We use the word corpus throughout as a short form for written language resource, recognizing however that many corpora include both spoken and written materials. There is consequently some overlap between the procedures and requirements described here and those defined in .
There is a significantly more variety amongst corpora than is the case with other types of resource validated by ELRA, which makes it correspondingly difficult to define normative guidelines for their evaluation. Language corpora typically have many users, and may have applications often entirely unanticipated by their original creators. Since normative decisions are of necessity taken with reference to intended applications, reliable recommendations about (for example) which features of a text should be marked up may seem difficult or impossible.
A number of projects in Europe and North America have, nevertheless, made significant progress in defining both general principles and specific minimal proposals for feature-sets appropriate to a significant range of applications. In the field of written language corpora, these include Eagles and its successor ISLE (); for archival storage the OLAC proposals are also of specific relevance ().
Rather than attempt to define validation procedures appropriate to many different scenarios, the approach taken here is to define objective criteria by which data essential to such an evaluation can be assembled, by reference to a check list of identifiable characteristics. The intended outcome from a validation process should thus be an accurate description of a corpus, using standardized terminology; it is up to the individual user to determine the extent to which a corpus so described is likely to be fit for a given purpose.
The bulk of this report consists of a checklist of features and properties which the evaluator should investigate in the resource under consideration. In some cases, specific recommendations are made; for the most part however, the goal of the evaluation is to determine whether or not information about the feature concerned is available, and where it is available, how reliable it is.

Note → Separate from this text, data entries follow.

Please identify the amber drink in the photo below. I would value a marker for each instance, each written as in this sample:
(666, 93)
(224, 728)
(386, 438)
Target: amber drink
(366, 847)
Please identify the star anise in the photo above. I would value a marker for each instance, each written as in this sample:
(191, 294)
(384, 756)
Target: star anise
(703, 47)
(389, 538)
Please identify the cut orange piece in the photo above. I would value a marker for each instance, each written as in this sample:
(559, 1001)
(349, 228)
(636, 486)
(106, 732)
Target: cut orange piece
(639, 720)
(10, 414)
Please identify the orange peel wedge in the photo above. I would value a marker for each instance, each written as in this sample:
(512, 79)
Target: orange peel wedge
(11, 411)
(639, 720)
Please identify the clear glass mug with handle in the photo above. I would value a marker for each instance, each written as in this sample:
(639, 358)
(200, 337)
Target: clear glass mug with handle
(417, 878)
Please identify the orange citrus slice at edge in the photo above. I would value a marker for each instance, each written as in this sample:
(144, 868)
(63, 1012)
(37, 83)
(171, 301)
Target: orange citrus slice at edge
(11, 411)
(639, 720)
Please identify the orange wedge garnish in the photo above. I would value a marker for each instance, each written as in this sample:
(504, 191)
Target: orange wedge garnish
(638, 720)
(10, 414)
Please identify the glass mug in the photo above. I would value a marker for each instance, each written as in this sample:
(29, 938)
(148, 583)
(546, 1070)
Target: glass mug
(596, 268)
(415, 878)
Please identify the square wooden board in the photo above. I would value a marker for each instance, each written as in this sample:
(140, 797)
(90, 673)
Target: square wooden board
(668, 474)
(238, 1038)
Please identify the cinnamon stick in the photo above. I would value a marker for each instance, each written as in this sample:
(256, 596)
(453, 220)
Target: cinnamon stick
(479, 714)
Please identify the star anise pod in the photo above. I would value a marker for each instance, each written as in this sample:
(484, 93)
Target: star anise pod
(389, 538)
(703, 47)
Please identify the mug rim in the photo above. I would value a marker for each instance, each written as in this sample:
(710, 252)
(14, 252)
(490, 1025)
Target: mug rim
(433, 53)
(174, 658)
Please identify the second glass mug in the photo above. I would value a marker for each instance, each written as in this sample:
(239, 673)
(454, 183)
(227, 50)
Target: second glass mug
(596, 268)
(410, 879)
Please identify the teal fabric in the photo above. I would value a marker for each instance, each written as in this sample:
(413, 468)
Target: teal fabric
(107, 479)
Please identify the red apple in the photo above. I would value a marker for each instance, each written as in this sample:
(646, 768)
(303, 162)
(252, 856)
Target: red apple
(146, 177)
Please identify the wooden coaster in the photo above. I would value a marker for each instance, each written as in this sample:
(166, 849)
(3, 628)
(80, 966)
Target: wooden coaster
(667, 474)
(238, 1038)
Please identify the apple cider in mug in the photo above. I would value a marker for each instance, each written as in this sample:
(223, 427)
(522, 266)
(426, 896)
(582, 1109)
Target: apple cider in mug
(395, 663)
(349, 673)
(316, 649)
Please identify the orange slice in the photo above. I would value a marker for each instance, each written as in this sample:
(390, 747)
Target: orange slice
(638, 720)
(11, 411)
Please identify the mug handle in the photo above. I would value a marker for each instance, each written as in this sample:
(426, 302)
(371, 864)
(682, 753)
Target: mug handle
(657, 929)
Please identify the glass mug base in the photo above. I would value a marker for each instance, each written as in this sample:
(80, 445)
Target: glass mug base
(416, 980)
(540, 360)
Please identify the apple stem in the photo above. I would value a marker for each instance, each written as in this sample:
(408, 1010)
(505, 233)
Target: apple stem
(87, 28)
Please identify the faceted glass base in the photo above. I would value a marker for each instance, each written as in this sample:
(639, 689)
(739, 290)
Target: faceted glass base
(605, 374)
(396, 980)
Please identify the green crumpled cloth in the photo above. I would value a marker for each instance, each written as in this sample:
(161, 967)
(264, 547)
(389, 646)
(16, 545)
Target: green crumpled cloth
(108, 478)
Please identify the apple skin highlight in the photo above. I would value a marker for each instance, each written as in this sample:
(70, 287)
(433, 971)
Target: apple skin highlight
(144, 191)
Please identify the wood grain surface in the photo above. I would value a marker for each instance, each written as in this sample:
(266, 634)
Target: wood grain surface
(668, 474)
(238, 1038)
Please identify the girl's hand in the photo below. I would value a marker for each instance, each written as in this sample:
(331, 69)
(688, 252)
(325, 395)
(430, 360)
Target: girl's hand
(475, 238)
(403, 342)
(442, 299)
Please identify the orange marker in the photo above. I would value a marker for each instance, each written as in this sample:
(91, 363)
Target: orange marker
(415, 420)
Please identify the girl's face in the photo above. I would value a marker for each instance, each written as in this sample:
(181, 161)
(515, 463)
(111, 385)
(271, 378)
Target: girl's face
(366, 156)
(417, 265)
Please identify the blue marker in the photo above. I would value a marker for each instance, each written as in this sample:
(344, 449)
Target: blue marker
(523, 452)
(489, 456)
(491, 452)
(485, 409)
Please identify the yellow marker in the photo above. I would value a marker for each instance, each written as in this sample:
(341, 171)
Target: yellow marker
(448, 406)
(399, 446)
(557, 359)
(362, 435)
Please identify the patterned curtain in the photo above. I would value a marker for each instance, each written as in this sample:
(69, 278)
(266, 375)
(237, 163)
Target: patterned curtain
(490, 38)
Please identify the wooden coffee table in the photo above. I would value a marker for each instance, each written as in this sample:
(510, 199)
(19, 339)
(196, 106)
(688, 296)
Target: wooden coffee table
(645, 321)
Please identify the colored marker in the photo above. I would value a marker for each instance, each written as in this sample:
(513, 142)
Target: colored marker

Assessment of reliability or ‘correctness’ will usually involve checking the information supplied in the corpus against the corresponding information provided by some independent source of information. For example, if the corpus cites a particular bibliographic source, it should be possible to validate the accuracy of the citation by referring to a source of information such as an online bibliographic catalogue. Similarly, if the corpus markup asserts that a some source is classified as (say) ‘national daily newspaper’, it should be possible to check this classification against some external categorization. At a lower level, where the corpus markup states that a specific point in the encoded text corresponds with some page number in a source text, it is possible to verify this by reference to the source text. We term this external validation.
Often, however, the information supplied in a corpus is not available elsewhere, and cannot therefore be validated by reference to any external source. In such a case, all that can be checked is that the information is provided consistently, and does not contradict reasonable expectations. For example, assertions about the morpho-syntactic status of specific tokens in a corpus cannot (usually) be validated against any independently defined source. They can however be checked against a language model, stated explicitly in the corpus itself or informally derived from real-world knowledge. We term this internal validation.
Evaluation can (and probably should) be performed both as a part of the creation of a resource, and subsequently by an independent assessor. As noted above, the creator of a resource may have a different set of objectives from subsequent users of it, which suggests that it is probably a good idea not to rely solely on evaluations carried out during resource production. On the other hand, only the creator of a resource may be able to supply some of the less obviously apparent information required for a complete description of a resource. The two stages are thus complementary, and wherever possible both should be attempted.